Le domande più potenti, inoltre, sono a risposta aperta. Non ammettono né un semplice ‘sì’ né un ‘no’. Esse sfidano a ri-esaminare uno status quo iniziale, quell’insieme di misconcetti che i nostri studenti si portano addosso senza nemmeno saperlo. Non ‘per colpa’ di qualcuno (della scuola elementare, prima, poi della scuola media, poi del prof che non interrogava etc), magari per esperienze compiute o scartate, per un vissuto che è individuale, per definizione, di ognuno. Ma questo status quo, noi docenti dobbiamo averlo presente e dobbiamo appunto sfidarlo. E intanto, insegneremo le strategie efficaci, affinché coloro che ci incontrano nelle aule di scuola possano poi applicarle quando saranno da soli e qualunque ambito della vita si troveranno ad esplorare.

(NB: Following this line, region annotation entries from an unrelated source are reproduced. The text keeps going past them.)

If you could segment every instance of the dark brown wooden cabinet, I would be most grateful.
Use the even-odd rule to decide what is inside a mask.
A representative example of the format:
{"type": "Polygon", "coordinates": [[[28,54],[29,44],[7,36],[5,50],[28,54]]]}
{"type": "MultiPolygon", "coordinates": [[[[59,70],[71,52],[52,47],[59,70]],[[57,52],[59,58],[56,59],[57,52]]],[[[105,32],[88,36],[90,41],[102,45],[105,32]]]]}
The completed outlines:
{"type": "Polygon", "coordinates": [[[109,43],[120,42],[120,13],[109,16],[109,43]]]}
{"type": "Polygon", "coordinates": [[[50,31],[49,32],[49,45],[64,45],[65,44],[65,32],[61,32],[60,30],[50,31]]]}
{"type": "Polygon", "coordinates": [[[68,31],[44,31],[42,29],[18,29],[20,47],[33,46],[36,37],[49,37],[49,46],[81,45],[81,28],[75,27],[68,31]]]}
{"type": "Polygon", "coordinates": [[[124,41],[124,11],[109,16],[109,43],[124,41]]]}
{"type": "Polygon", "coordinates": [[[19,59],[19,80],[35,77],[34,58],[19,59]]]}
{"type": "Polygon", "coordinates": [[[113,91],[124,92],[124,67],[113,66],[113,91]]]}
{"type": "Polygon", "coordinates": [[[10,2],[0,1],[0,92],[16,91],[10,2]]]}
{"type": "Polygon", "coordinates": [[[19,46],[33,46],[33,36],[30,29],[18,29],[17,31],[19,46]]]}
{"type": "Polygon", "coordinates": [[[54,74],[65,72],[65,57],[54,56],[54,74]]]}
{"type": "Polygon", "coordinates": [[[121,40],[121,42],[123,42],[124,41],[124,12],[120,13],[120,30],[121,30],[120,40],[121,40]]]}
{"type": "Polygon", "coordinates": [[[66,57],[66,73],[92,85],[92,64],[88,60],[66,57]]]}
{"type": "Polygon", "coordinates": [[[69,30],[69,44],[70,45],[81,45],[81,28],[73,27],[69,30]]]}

Ma, al di là della definizione stretta che siamo abituati a maneggiare nella nostra professione, quale potrebbe essere un buon esempio di domanda aperta? Basta pensare al movimento – e ricordiamo che la motivazione è la radice di un movimento – che viene generato quando chiediamo “qual è il passaggio cruciale che permette di giungere a Y?”. Persino la domanda apparentemente simile – “dovremmo agire in modo X per giungere a Y?” appare, a questo punto, terribilmente chiusa. E perciò sterile. È relativamente facile distinguere i due gruppi di domande: quelle chiuse sono introdotte da “devo? dovrei? posso? è? ottengo? etc”; quelle aperte mostrano i famosi “che cosa? quando? dove? come?”. Tutte informazioni che sappiamo da sempre, è vero, ma se ci impegnassimo a renderle carne delle nostre lezioni quotidiane..? 

Senza considerare che un ambiente il cui stile sia quello del problema, cioè della domanda condivisa è incredibilmente più interessante! Procedere tentando di costruire ipotesi – all’interno di un luogo in cui ognuno adotta questa modalità, per quanto con ruoli diversi – ha un gusto imparagonabile rispetto all’esecuzione (pur perfetta) di una sequenza di ordini.

fonte

Come a dire: entriamo a scuola con delle domande e ne usciamo con delle frasi fatte…

Non vorremmo mai che fosse così, però. O no?